Tornano le “lucciole” lungo la Pontebbana

Donne italiane e straniere a caccia di clienti specie tra Zoppola e Codroipo. Il comitato per i diritti delle prostitute: la crisi ha aumentato la concorrenza

PORDENONE. Donne, anche italiane, che aspettano sul ciglio della strada. Non su una strada qualsiasi, ma la Pontebbana. Donne che aspettano, non un passaggio ma un cliente. La prostituzione torna a farsi vedere sul versante pordenonese della ex statale 13. Nel tratto tra Zoppola e Casarsa soprattutto. Nessun fenomeno allarmante, ben s’intenda, nessuna via a luci rosse, ma forse la fotografia di un fenomeno sociale che risente, non meno di altri, del mutamento delle condizioni anche economiche del territorio.
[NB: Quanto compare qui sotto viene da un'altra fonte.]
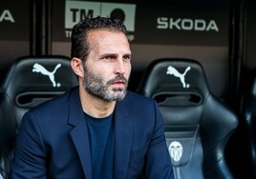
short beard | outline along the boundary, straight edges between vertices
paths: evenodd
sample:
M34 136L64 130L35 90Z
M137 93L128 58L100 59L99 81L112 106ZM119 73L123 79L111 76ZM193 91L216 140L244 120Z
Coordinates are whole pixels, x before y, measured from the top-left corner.
M124 88L116 88L111 91L108 90L108 87L116 82L122 80L124 81ZM127 84L128 79L126 79L122 74L118 74L115 78L109 80L106 85L104 85L104 80L101 76L96 76L84 67L84 81L83 88L84 90L93 94L96 97L104 99L106 101L120 101L123 100L127 93Z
Donne che lavorano sulla strada ce ne sono anche in provincia, come conferma Pia Covre, fondatrice insieme a Carla Corso del comitato per i diritti civili delle prostitute. «Conosciamo le donne che lavorano nel tratto tra Casarsa e Codroipo. Non mi risulta che ci siano donne nuove, ma potrebbe essere. Oppure potrebbe essere che siano le stesse che si fanno vedere di più perché il lavoro, anche nel campo del sesso, scarseggia.

La domanda è in calo e la concorrenza, specie di ragazze giovani, è molta». E allora, un po’ come i negozi aperti sette giorni su sette, anche le professioniste del sesso sono costrette a rimanere in vetrina più a lungo. Le tariffe sono sempre più basse «perché i clienti hanno pochi soldi e cercano di spendere meno – è l’analisi della referente del comitato – e perché la ragazze giovani sono tante e sono disponibili a prestazioni a prezzi ridotti». La legge del mercato, insomma, non risparmia nessun settore.

«Non mi stupirei – dice Covre, sempre molto attenta ai mutamenti sociali – che ci fosse anche qualche italiana che ha perso il lavoro e che sceglie di prostituirsi per sopravvivere». Il comitato, è bene dirlo, non ha segnalazioni specifiche di casi di questo tipo, ma la prostituzione «anche solo per arrotondare», ha sempre più i connotati dell’ “ordinarietà” «per cui non deve meravigliare se signore apparentemente insospettabili si prostituiscono» è l’analisi di Covre.

C’è poi il ritorno «di chi aveva smesso di esercitare ma deve rimettersi a lavorare perché non ha la pensione e non ce la fa ad arrivare alla fine del mese. Donne che non hanno alternative. E che non ne avranno finché la legislazione non cambierà». Il comitato non ritiene, invece, che l’esercizio sulla strada sia necessariamente più pericoloso per la donna di quanto non lo sia in appartamento. «Garantire la sicurezza delle donne significherebbe permettere loro di organizzarsi, ma questo non è possibile finché la normativa è questa».